Jerk Pork (after Enid Donaldson’s “The Real Taste of Jamaica”)

Ingredients

4 lbs. pork shoulder or tenderloin
1 onion (for seasoning)
2 bunches scallion (for seasoning)
4 cloves garlic (for seasoning)
2 tsp. thyme (for seasoning)
1 Scotch-bonnet pepper (for seasoning; take out the seeds)
5 tsp. salt
2 tsp. sugar
2 tsp. ground pimento (allspice)
¼ tsp. ground nutmeg
¼ tsp. ground mace
1 tsp. black pepper

Directions

1. Season the pork with your onion, scallions, garlic, and thyme. Leave it for around 45 minutes, but no more than an hour.

2. Rub the pork with the salt, sugar, pimento, nutmeg, mace, and black pepper. Marinate it for at least 6 hours (or overnight, if you have time, but it’s fine if you don’t).

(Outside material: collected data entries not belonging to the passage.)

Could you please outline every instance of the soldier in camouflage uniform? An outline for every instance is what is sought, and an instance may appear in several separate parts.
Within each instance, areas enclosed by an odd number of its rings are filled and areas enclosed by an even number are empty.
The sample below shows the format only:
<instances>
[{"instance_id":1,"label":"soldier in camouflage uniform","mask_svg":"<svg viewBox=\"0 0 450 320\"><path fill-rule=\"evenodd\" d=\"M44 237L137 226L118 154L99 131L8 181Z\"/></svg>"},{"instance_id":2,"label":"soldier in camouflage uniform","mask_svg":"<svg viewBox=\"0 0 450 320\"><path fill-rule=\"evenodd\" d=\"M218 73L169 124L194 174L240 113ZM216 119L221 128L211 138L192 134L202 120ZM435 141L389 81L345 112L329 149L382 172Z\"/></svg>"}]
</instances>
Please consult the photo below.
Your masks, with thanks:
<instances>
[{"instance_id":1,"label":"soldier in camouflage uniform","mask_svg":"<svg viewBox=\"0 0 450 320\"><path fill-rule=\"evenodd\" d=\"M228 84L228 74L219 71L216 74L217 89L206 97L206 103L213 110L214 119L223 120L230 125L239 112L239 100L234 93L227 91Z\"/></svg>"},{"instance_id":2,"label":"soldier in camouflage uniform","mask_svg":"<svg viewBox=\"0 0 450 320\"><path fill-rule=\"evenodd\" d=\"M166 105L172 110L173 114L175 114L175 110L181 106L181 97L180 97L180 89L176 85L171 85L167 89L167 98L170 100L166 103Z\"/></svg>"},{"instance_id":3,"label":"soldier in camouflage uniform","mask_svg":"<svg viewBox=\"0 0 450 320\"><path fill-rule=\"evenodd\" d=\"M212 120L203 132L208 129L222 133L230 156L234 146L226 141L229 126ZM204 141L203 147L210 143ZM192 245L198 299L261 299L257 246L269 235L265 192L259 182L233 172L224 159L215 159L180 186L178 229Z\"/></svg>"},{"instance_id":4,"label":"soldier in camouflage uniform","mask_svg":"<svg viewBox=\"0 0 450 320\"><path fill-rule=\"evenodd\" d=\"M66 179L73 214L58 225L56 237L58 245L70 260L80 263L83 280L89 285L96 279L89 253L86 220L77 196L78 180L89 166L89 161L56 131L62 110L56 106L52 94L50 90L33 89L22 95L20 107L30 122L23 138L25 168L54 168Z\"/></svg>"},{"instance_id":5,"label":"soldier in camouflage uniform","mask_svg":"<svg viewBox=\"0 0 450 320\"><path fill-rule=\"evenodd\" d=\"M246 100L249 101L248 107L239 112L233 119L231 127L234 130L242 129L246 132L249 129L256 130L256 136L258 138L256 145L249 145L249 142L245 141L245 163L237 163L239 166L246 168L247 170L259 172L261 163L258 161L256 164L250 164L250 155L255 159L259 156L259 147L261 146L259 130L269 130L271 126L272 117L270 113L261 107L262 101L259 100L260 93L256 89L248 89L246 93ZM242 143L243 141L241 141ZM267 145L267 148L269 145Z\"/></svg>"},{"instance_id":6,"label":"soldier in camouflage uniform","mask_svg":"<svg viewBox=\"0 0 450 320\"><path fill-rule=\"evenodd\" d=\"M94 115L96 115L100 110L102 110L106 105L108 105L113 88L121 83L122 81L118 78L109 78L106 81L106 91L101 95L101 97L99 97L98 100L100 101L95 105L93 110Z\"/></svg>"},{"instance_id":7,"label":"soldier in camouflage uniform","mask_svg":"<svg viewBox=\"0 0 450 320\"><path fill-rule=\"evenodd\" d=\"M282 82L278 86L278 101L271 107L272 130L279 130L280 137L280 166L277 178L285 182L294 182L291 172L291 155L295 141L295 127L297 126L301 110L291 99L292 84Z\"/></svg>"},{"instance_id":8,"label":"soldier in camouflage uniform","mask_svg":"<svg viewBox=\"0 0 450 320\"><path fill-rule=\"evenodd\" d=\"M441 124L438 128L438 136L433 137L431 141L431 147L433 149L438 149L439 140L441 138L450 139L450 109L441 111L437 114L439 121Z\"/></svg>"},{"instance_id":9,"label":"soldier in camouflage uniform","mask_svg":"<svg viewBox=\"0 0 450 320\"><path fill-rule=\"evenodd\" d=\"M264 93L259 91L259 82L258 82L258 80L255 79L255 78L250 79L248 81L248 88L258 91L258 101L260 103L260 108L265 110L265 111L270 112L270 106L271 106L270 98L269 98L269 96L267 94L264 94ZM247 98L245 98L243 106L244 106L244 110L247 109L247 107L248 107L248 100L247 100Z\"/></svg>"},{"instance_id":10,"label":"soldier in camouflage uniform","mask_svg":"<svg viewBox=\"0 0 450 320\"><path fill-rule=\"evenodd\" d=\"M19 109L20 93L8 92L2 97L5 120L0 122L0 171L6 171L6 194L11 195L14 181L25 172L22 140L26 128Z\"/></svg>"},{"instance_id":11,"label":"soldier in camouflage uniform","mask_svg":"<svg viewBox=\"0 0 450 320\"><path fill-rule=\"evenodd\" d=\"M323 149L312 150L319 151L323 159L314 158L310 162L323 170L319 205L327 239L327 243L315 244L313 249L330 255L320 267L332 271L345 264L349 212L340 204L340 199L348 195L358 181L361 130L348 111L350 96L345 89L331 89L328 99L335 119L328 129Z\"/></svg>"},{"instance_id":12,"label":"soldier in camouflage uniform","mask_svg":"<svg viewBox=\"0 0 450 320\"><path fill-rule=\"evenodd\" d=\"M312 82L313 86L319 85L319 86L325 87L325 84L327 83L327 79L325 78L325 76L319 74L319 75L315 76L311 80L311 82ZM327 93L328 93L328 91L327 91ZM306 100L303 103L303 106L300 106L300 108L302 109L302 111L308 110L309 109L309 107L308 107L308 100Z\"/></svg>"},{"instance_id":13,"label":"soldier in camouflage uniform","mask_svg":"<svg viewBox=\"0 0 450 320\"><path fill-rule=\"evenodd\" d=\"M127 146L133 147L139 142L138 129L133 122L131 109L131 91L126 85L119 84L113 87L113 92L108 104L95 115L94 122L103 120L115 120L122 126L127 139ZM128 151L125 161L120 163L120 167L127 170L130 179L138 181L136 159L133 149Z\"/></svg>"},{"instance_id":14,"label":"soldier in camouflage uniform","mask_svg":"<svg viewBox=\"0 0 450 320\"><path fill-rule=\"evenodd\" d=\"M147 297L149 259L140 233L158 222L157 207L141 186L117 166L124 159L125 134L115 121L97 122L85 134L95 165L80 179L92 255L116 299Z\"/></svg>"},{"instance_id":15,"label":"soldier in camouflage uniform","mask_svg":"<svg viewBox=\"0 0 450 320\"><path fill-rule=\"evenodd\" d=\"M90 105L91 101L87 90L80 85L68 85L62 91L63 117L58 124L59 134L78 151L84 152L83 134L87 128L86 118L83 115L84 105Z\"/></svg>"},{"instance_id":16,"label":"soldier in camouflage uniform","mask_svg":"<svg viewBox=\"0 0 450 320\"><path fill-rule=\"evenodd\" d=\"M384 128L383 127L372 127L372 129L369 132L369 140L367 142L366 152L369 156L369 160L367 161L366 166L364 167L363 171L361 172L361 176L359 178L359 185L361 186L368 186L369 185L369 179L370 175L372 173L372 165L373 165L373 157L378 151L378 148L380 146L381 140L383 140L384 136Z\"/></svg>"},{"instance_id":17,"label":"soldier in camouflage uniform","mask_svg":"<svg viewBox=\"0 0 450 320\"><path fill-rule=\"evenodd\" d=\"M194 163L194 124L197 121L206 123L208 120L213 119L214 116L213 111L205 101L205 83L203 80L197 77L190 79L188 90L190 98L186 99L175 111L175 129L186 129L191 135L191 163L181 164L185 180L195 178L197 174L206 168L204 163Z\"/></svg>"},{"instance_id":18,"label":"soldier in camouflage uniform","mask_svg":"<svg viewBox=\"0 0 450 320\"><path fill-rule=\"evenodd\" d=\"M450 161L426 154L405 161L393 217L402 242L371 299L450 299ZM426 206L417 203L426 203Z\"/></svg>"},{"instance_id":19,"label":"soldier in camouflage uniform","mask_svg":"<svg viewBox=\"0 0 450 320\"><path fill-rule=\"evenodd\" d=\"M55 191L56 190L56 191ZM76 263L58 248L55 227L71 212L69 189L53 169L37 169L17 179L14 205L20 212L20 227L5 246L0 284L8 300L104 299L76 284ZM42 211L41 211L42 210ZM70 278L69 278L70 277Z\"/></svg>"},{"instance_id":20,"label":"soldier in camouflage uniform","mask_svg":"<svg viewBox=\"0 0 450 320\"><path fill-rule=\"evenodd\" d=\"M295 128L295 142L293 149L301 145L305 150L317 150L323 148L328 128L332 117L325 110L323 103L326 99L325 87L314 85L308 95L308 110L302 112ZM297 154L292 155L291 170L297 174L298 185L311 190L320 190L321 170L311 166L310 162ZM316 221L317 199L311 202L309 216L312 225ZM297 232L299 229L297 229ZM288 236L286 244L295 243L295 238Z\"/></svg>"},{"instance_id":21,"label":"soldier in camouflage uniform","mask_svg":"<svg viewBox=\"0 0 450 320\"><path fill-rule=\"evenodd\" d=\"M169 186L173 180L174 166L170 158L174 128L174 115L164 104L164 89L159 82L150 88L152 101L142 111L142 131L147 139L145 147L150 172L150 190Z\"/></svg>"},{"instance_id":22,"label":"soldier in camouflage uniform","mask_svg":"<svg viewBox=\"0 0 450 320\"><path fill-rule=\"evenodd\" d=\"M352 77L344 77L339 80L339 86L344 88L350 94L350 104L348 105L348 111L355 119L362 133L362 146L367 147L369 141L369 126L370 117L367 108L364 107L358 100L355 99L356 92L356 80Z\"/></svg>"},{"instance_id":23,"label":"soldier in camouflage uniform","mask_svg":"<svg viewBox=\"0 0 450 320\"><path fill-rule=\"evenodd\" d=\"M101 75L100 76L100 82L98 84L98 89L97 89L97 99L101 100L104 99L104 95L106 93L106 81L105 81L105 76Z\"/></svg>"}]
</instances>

3. Set up your grill and barbecue your pork to preferred crispness, or put it in the oven at 400 degrees Fahrenheit for 20 minutes or so. After 20 minutes, lower the temperature to 275 degrees and cook slowly to preferred crispness. (If you’re using a good thermometer, it should read 145 degrees.)

4. Chop your pork into bite-size pieces.


Pickled Carrots (after Charles Phan’s “Vietnamese Home Cooking”)

Ingredients

¼ cup white vinegar
¼ cup sugar
¼ tsp. kosher salt
½ cup peeled and thinly sliced carrots

Directions

1. Dissolve the sugar and salt into the vinegar. Stir immediately afterward.

2. Add carrots to the mixture and let stand for 20 minutes. Dry the carrots before serving. (If you’re not using these immediately, they hold in the fridge for up to a week.)


Bánh Mì (after Jerry Mai’s “Street Food Vietnam”)

Ingredients

1 bread roll for each diner (ideally from your local Vietnamese market, but any baguette works)
Vietnamese butter (to spread)
Chicken-liver pâté (to spread)
1 Tbsp. hoisin sauce
1 cucumber, sliced into wedges
2 scallions, cut lengthwise
1 jalapeño, sliced
Cilantro, to taste
Chili sauce, to taste

Directions

1. Slice open your bread rolls lengthwise, but don’t cut them all the way through.

2. Spread butter and pâté generously on the bottom halves.

3. Place the pork on top.

4. Add cucumbers, scallions, jalapeño slices, and carrots.

5. Drizzle the sandwiches with hoisin sauce, cilantro, and chili sauce, to taste.